Setting up data transformation during parsing for 1С-Bitrix

Data from external sources never matches your catalog structure. Names in upper case, prices with currency symbol in the string, sizes in inches instead of centimeters, categories don't match info block sections. Without a transformation layer between the parser and importer, data enters the catalog "as is" — breaking filters, sorting, and card display.

Typical transformations

Text normalization:

  • Case conversion: ШУРУПОВЕРТ BOSCH GSR 18VШуруповёрт Bosch GSR 18V. Function mb_convert_case() with MB_CASE_TITLE mode works for most cases but breaks abbreviations. You need a whitelist of words that shouldn't transform (SKUs, brands).
  • Removing extra spaces, non-breaking spaces (\xC2\xA0), zero-width characters.
  • Replacing HTML entities: &&, "".

Price normalization:

  • Extracting a number from a string: "1 299,00 руб."1299.00. Regular expression: preg_replace('/[^\d,.]/', '', $price), then replace comma with period.
  • Currency conversion by fixed rate or via Central Bank API.
  • Rounding to kopecks: round($price, 2).

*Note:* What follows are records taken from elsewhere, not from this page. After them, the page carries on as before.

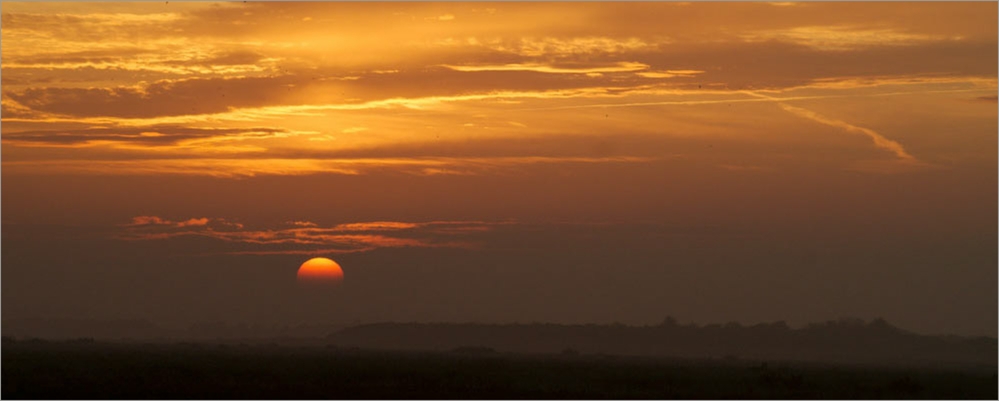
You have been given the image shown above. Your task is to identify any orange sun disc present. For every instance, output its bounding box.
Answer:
[298,258,343,284]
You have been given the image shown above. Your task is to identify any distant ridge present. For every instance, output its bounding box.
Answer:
[328,318,997,366]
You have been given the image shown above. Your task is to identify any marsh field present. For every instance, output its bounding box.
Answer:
[2,340,997,399]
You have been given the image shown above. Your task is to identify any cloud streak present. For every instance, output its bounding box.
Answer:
[117,216,513,255]
[744,92,917,162]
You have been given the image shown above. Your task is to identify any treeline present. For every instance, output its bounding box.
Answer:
[328,318,997,366]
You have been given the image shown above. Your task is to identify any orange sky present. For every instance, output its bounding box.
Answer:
[0,2,997,335]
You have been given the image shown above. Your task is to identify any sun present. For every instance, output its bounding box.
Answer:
[298,258,343,286]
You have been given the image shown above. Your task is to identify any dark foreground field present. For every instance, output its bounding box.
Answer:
[2,341,997,399]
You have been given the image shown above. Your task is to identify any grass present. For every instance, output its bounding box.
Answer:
[0,341,997,399]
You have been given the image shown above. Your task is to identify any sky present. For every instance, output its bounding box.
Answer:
[0,1,999,336]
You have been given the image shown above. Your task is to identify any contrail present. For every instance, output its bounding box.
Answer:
[742,91,916,161]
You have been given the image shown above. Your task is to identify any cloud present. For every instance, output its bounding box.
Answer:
[3,126,290,147]
[3,156,658,178]
[288,220,319,227]
[745,92,916,162]
[741,25,962,51]
[444,61,649,74]
[117,216,512,254]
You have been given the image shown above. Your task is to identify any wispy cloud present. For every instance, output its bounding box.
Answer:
[117,216,513,254]
[742,25,961,51]
[3,156,658,178]
[444,61,649,74]
[745,92,916,162]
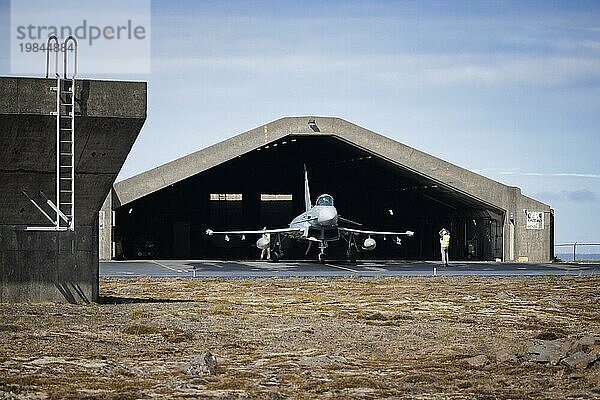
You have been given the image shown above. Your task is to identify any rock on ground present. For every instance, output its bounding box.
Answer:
[183,351,217,376]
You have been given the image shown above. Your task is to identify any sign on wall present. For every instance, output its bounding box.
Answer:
[526,211,544,230]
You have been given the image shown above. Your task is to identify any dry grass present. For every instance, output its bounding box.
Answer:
[0,277,600,399]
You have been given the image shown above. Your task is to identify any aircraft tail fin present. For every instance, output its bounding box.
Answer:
[304,164,312,211]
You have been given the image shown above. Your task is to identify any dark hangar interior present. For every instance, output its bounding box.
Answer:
[114,134,505,260]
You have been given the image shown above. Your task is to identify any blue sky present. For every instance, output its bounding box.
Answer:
[0,0,600,242]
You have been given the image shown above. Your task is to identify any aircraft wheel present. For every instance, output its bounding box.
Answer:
[271,251,279,262]
[348,247,358,263]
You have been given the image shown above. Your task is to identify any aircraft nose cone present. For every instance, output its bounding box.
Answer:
[317,207,337,225]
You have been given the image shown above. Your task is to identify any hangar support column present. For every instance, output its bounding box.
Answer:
[0,77,146,302]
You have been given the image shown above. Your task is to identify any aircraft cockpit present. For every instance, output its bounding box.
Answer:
[316,194,333,206]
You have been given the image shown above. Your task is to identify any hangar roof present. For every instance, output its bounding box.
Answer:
[114,116,549,210]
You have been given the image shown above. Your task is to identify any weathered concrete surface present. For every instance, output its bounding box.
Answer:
[0,77,147,302]
[114,116,554,262]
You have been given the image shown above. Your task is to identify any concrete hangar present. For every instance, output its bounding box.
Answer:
[100,117,554,262]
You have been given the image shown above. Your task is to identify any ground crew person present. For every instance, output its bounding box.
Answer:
[260,231,271,260]
[440,228,450,267]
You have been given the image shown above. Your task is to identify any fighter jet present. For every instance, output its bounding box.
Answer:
[206,166,414,263]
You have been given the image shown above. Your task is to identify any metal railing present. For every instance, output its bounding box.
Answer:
[554,242,600,261]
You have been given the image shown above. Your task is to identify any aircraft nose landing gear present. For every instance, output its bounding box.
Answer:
[271,233,283,262]
[319,241,327,264]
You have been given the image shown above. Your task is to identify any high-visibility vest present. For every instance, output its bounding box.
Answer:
[440,234,450,249]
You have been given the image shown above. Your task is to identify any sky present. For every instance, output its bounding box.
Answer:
[0,0,600,247]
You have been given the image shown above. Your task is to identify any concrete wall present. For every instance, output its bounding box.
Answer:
[0,77,146,302]
[114,116,553,262]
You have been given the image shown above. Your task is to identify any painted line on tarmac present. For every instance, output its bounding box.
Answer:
[323,264,360,273]
[150,260,184,272]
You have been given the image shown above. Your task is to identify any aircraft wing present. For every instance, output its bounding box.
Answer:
[338,227,415,237]
[206,228,304,236]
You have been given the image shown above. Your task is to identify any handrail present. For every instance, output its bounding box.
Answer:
[46,35,60,78]
[63,35,77,79]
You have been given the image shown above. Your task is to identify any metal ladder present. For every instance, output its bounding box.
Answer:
[50,78,75,231]
[23,35,77,231]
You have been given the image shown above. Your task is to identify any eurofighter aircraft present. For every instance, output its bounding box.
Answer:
[206,166,414,262]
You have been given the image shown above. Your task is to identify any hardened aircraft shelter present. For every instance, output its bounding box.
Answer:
[105,116,554,262]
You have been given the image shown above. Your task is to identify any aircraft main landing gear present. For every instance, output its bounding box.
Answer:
[346,234,358,263]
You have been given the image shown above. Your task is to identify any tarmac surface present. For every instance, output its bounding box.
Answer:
[100,260,600,279]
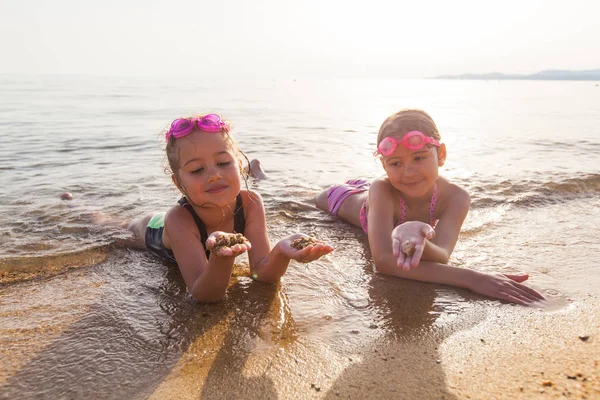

Characteristic normalization:

  • Units of measurement: "120 мм" → value 120, unit мм. Parsing via regex: /^([\d.,]+)\s*([а-яА-Яa-zA-Z]+)$/u.
  • Boolean values: "Да", "Yes", "+", "true", "1"Y for "checkbox" type properties in Bitrix.
  • List values: map external value to property variant XML_ID. Correspondence table in DB or config array.

Category mapping

Source category structure doesn't match info block sections. Solution — mapping table:

$categoryMap = [
    'Электроинструмент/Дрели'          => 15,  // Info block section ID
    'Электроинструмент/Шуруповёрты'     => 16,
    'Ручной инструмент/Отвёртки'        => 22,
];

$sectionId = $categoryMap[$externalCategory] ?? DEFAULT_SECTION_ID;

For new categories missing from mapping — put products in a "No category" section and log. Auto-creating sections is dangerous: one data error — and junk sections appear in the catalog.

Image processing

Images from external sources require processing before upload to Bitrix:

  • Resize — source provides 4000×3000 image, but catalog needs max 1200×1200. Use \Bitrix\Main\File\Image\Imagick or GD for resizing before upload.
  • Format — converting WebP to JPEG if Bitrix is configured without WebP support.
  • Watermarks — removal is impossible without quality loss, but can be cropped out if in corner.
  • Duplicates — one product with five identical photos. Comparison by file md5 before upload.

Pre-import validation

Transformed data must be validated before writing to info block:

Field Rule Action on violation
NAME Not empty, 3–255 characters Skip element, log
XML_ID Unique, not empty Skip (duplicate)
PRICE Number > 0 Set to 0, mark for review
SECTION_ID Existing section Place in "No category"
PREVIEW_PICTURE File exists, size < 10 MB Import without image

Validation is implemented as a separate pipeline stage — between transformation and import. Elements failing validation go to separate parser_rejected table with rejection reason.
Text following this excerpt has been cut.